Unemployment is at a 40 year low, and wages, for the most part, have been stagnant for the last decade.- Statistics Canada
"Fewer people than you think actually ask for a raise," says Frank. "The mistake that they make is starting with what they are currently making and tacking on a number that doesn't feel crazy. A lot of times people will come to me and say 'Maybe I should ask for $5,000 more or $10,000? I'm not really sure.'"
Frank says to request as much money as you think you're worth, even if that means asking for double your current pay. It's especially true if you're changing companies and negotiating with a new boss, where there is more room for negotiation.
Know your worth, and ask for it
If you're asking your current boss for a raise, send a meeting invite via email indicating you want to talk about a salary increase. Be genuine, don't pretend to be someone you're not, and be sure to have a list of accomplishments that show your work is worth more.
You might hear 'I'm paid the same as them or paid more, so I think it's fine.' It may not be fine.

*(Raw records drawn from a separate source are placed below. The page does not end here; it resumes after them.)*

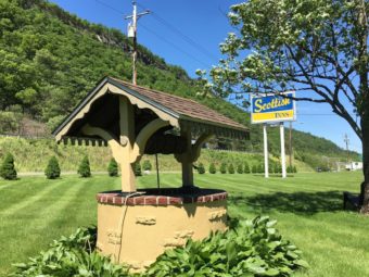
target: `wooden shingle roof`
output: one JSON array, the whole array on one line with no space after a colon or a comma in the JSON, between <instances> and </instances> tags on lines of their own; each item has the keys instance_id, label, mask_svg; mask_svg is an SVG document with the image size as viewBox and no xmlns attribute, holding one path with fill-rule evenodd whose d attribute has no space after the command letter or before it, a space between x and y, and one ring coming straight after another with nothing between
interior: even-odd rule
<instances>
[{"instance_id":1,"label":"wooden shingle roof","mask_svg":"<svg viewBox=\"0 0 369 277\"><path fill-rule=\"evenodd\" d=\"M227 116L203 105L199 102L178 97L175 95L170 95L167 92L149 89L141 86L135 86L128 81L119 80L116 78L111 78L112 80L115 80L123 86L137 91L141 96L144 96L149 98L150 100L156 102L157 104L161 104L163 106L166 106L167 109L171 110L174 113L177 113L180 117L188 117L195 121L205 121L207 123L214 123L216 125L225 125L228 127L233 127L236 129L240 130L247 130L247 128Z\"/></svg>"},{"instance_id":2,"label":"wooden shingle roof","mask_svg":"<svg viewBox=\"0 0 369 277\"><path fill-rule=\"evenodd\" d=\"M53 131L56 140L80 137L86 124L109 127L110 131L116 133L119 97L128 98L138 110L150 110L176 128L191 128L193 135L205 133L218 137L249 137L245 126L191 99L105 77Z\"/></svg>"}]
</instances>

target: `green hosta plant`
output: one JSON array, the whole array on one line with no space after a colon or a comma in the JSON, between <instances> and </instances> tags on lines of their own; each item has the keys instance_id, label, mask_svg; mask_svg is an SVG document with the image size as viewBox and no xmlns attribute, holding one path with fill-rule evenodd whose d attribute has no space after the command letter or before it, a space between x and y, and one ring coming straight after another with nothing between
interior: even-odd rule
<instances>
[{"instance_id":1,"label":"green hosta plant","mask_svg":"<svg viewBox=\"0 0 369 277\"><path fill-rule=\"evenodd\" d=\"M307 263L275 225L276 221L258 216L202 241L189 240L186 247L158 256L147 276L291 276Z\"/></svg>"},{"instance_id":2,"label":"green hosta plant","mask_svg":"<svg viewBox=\"0 0 369 277\"><path fill-rule=\"evenodd\" d=\"M11 276L75 276L75 277L125 277L128 268L115 265L110 257L94 251L96 228L79 228L69 237L54 241L48 251L29 259L28 263L16 264Z\"/></svg>"}]
</instances>

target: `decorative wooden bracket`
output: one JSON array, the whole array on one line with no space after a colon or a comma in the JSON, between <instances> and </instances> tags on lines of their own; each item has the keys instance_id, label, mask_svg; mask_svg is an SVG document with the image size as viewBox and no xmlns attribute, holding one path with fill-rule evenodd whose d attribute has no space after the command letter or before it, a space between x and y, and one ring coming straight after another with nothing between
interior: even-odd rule
<instances>
[{"instance_id":1,"label":"decorative wooden bracket","mask_svg":"<svg viewBox=\"0 0 369 277\"><path fill-rule=\"evenodd\" d=\"M144 126L137 136L133 148L130 152L130 163L135 163L143 155L143 151L149 138L154 135L155 131L168 125L168 122L156 118Z\"/></svg>"},{"instance_id":2,"label":"decorative wooden bracket","mask_svg":"<svg viewBox=\"0 0 369 277\"><path fill-rule=\"evenodd\" d=\"M92 127L89 124L86 124L82 127L81 131L87 136L99 136L106 140L107 144L112 149L112 154L115 161L122 161L123 147L120 146L118 139L113 134L99 127Z\"/></svg>"},{"instance_id":3,"label":"decorative wooden bracket","mask_svg":"<svg viewBox=\"0 0 369 277\"><path fill-rule=\"evenodd\" d=\"M176 160L179 163L182 162L195 162L198 161L201 152L202 146L208 141L214 135L213 134L203 134L201 135L194 144L191 146L190 151L182 153L182 154L175 154Z\"/></svg>"}]
</instances>

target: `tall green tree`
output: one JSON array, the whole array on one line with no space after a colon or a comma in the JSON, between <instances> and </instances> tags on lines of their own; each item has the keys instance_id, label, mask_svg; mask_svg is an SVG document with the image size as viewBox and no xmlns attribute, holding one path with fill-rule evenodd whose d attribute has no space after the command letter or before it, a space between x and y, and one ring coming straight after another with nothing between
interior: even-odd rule
<instances>
[{"instance_id":1,"label":"tall green tree","mask_svg":"<svg viewBox=\"0 0 369 277\"><path fill-rule=\"evenodd\" d=\"M249 0L231 7L236 32L206 86L221 97L297 91L328 103L362 142L361 212L369 212L368 0ZM200 74L202 74L200 72ZM314 92L314 93L313 93ZM357 119L358 117L358 119Z\"/></svg>"},{"instance_id":2,"label":"tall green tree","mask_svg":"<svg viewBox=\"0 0 369 277\"><path fill-rule=\"evenodd\" d=\"M90 161L88 160L87 155L85 155L84 159L80 161L78 174L82 178L91 177Z\"/></svg>"},{"instance_id":3,"label":"tall green tree","mask_svg":"<svg viewBox=\"0 0 369 277\"><path fill-rule=\"evenodd\" d=\"M5 180L16 180L16 171L14 167L14 158L11 153L8 153L0 166L0 177Z\"/></svg>"},{"instance_id":4,"label":"tall green tree","mask_svg":"<svg viewBox=\"0 0 369 277\"><path fill-rule=\"evenodd\" d=\"M44 175L48 179L56 179L60 177L61 168L59 166L58 159L55 156L50 158Z\"/></svg>"}]
</instances>

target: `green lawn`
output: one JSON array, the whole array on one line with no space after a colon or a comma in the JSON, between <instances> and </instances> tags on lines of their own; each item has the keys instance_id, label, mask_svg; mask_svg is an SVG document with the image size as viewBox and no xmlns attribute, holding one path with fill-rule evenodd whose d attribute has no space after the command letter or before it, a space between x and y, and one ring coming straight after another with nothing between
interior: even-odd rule
<instances>
[{"instance_id":1,"label":"green lawn","mask_svg":"<svg viewBox=\"0 0 369 277\"><path fill-rule=\"evenodd\" d=\"M285 180L205 174L195 179L200 187L230 193L231 216L277 218L281 234L304 251L310 264L296 276L369 276L369 218L342 211L342 191L358 189L359 173L297 174ZM161 180L163 187L177 187L180 175L165 174ZM139 184L152 187L155 176L140 177ZM11 270L11 263L26 261L52 239L96 224L94 194L111 189L119 189L119 178L0 180L0 276Z\"/></svg>"}]
</instances>

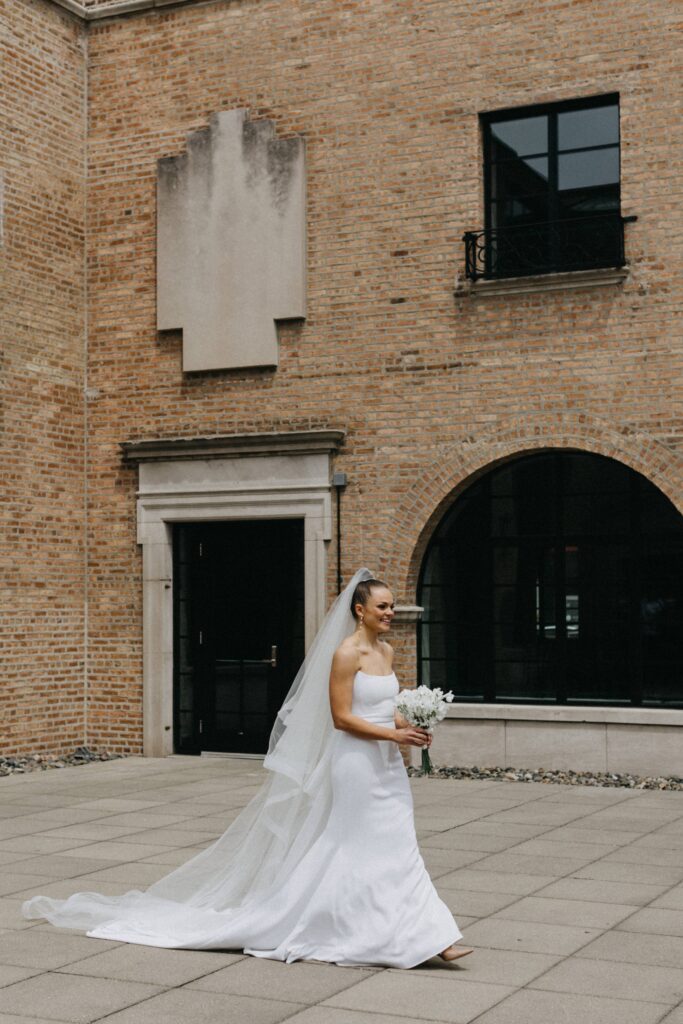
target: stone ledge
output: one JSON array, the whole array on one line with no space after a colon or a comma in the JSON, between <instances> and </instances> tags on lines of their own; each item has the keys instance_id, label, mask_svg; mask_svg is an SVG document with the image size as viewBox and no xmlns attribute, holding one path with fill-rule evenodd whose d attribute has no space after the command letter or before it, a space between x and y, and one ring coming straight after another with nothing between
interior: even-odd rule
<instances>
[{"instance_id":1,"label":"stone ledge","mask_svg":"<svg viewBox=\"0 0 683 1024\"><path fill-rule=\"evenodd\" d=\"M138 11L153 10L157 7L186 6L202 3L205 0L120 0L103 7L86 7L79 0L49 0L57 7L76 14L82 22L99 22L104 17L118 17L120 14L131 14Z\"/></svg>"},{"instance_id":2,"label":"stone ledge","mask_svg":"<svg viewBox=\"0 0 683 1024\"><path fill-rule=\"evenodd\" d=\"M575 705L452 703L446 719L517 720L527 722L596 722L613 725L683 726L683 709L590 708Z\"/></svg>"},{"instance_id":3,"label":"stone ledge","mask_svg":"<svg viewBox=\"0 0 683 1024\"><path fill-rule=\"evenodd\" d=\"M344 430L301 430L276 434L224 434L216 437L174 437L121 441L124 462L165 462L173 459L239 459L241 456L313 455L334 452Z\"/></svg>"},{"instance_id":4,"label":"stone ledge","mask_svg":"<svg viewBox=\"0 0 683 1024\"><path fill-rule=\"evenodd\" d=\"M504 278L497 281L461 281L454 290L456 298L486 298L490 295L523 295L527 292L570 291L618 285L629 276L628 267L601 267L597 270L569 270L565 273L537 273L527 278Z\"/></svg>"}]
</instances>

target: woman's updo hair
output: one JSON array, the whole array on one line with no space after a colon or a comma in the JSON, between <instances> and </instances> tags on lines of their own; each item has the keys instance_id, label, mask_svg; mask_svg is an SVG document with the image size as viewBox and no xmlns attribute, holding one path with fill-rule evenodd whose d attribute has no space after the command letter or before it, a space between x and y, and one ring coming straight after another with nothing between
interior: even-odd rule
<instances>
[{"instance_id":1,"label":"woman's updo hair","mask_svg":"<svg viewBox=\"0 0 683 1024\"><path fill-rule=\"evenodd\" d=\"M357 621L358 616L355 611L356 604L367 604L368 598L371 595L373 587L386 587L389 588L382 580L361 580L358 586L353 591L353 597L351 598L351 614Z\"/></svg>"}]
</instances>

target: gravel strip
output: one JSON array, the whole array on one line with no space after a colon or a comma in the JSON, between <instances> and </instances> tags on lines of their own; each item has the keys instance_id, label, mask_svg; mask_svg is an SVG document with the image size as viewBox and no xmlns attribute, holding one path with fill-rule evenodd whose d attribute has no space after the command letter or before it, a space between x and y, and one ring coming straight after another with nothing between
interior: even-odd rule
<instances>
[{"instance_id":1,"label":"gravel strip","mask_svg":"<svg viewBox=\"0 0 683 1024\"><path fill-rule=\"evenodd\" d=\"M78 746L73 754L60 758L47 758L41 754L23 757L0 757L0 776L23 774L31 771L46 771L48 768L66 768L68 765L85 765L93 761L115 761L122 754L108 751L91 751ZM408 774L415 778L422 776L421 768L408 768ZM683 778L678 775L631 775L628 773L602 771L572 771L569 768L461 768L457 766L434 766L430 778L499 778L510 782L556 782L564 785L625 786L629 790L683 790Z\"/></svg>"},{"instance_id":2,"label":"gravel strip","mask_svg":"<svg viewBox=\"0 0 683 1024\"><path fill-rule=\"evenodd\" d=\"M421 768L409 768L408 774L419 777ZM630 775L602 771L571 771L568 768L473 768L437 767L429 778L502 778L511 782L561 782L564 785L626 786L629 790L683 790L678 775Z\"/></svg>"},{"instance_id":3,"label":"gravel strip","mask_svg":"<svg viewBox=\"0 0 683 1024\"><path fill-rule=\"evenodd\" d=\"M45 771L48 768L66 768L68 765L87 765L93 761L115 761L122 754L108 751L91 751L87 746L77 746L73 754L60 758L47 758L42 754L28 754L24 757L0 757L0 775L20 775L29 771Z\"/></svg>"}]
</instances>

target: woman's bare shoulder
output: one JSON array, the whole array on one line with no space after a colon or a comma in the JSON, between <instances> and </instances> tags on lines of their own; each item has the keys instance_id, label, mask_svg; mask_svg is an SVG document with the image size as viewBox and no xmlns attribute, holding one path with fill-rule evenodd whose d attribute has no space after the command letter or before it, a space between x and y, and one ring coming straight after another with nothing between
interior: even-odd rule
<instances>
[{"instance_id":1,"label":"woman's bare shoulder","mask_svg":"<svg viewBox=\"0 0 683 1024\"><path fill-rule=\"evenodd\" d=\"M353 642L353 637L347 637L337 647L332 659L332 667L340 672L354 672L358 669L359 665L360 650Z\"/></svg>"},{"instance_id":2,"label":"woman's bare shoulder","mask_svg":"<svg viewBox=\"0 0 683 1024\"><path fill-rule=\"evenodd\" d=\"M380 637L380 643L384 646L386 655L389 658L389 665L393 665L393 647L388 640L384 639L384 637Z\"/></svg>"}]
</instances>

You may all be underpaid.- Lydia Frank, PayScale.com
Before the meeting, use online resources to see what others in your role earn and talk to colleagues at your job level if they're willing to share salary information with you. However, approach with caution when using this intel.
"You need to take it with a grain of salt," says Frank. "Understand that you might not have all the information. They might have a background of information that you are not aware of that might be increasing their pay. Or you might hear 'I'm paid the same as them or paid more, so I think it's fine.' It may not be fine. You may all be underpaid."
Canadian workers ready for a raise
An online survey conducted in December 2017 by Censuswide on behalf of Indeed.ca, a popular job site, found that of 1,000 currently employed Canadians surveyed, 53 percent will definitely or probably ask for a raise in 2018.
"Two major reasons were cited," says Jodi Kasten, managing director at Indeed.ca. "One, cost of living, especially those that live in expensive metropolitan cities. And the second is Canadian workers who feel they are overworked for the job that they do."
Both Kasten and Frank say if your employer rejects your request for a raise don't see it as a failure. They believe that bosses like workers who are confident and show initiative. By asking for an increase, you're putting yourself out there and saying you're willing to do more.
And that will increase your chances of promotion down the road when the opportunity does arise.
The Censuswide online survey has a margin of error of +/- 3.1%, 19 times out of 20.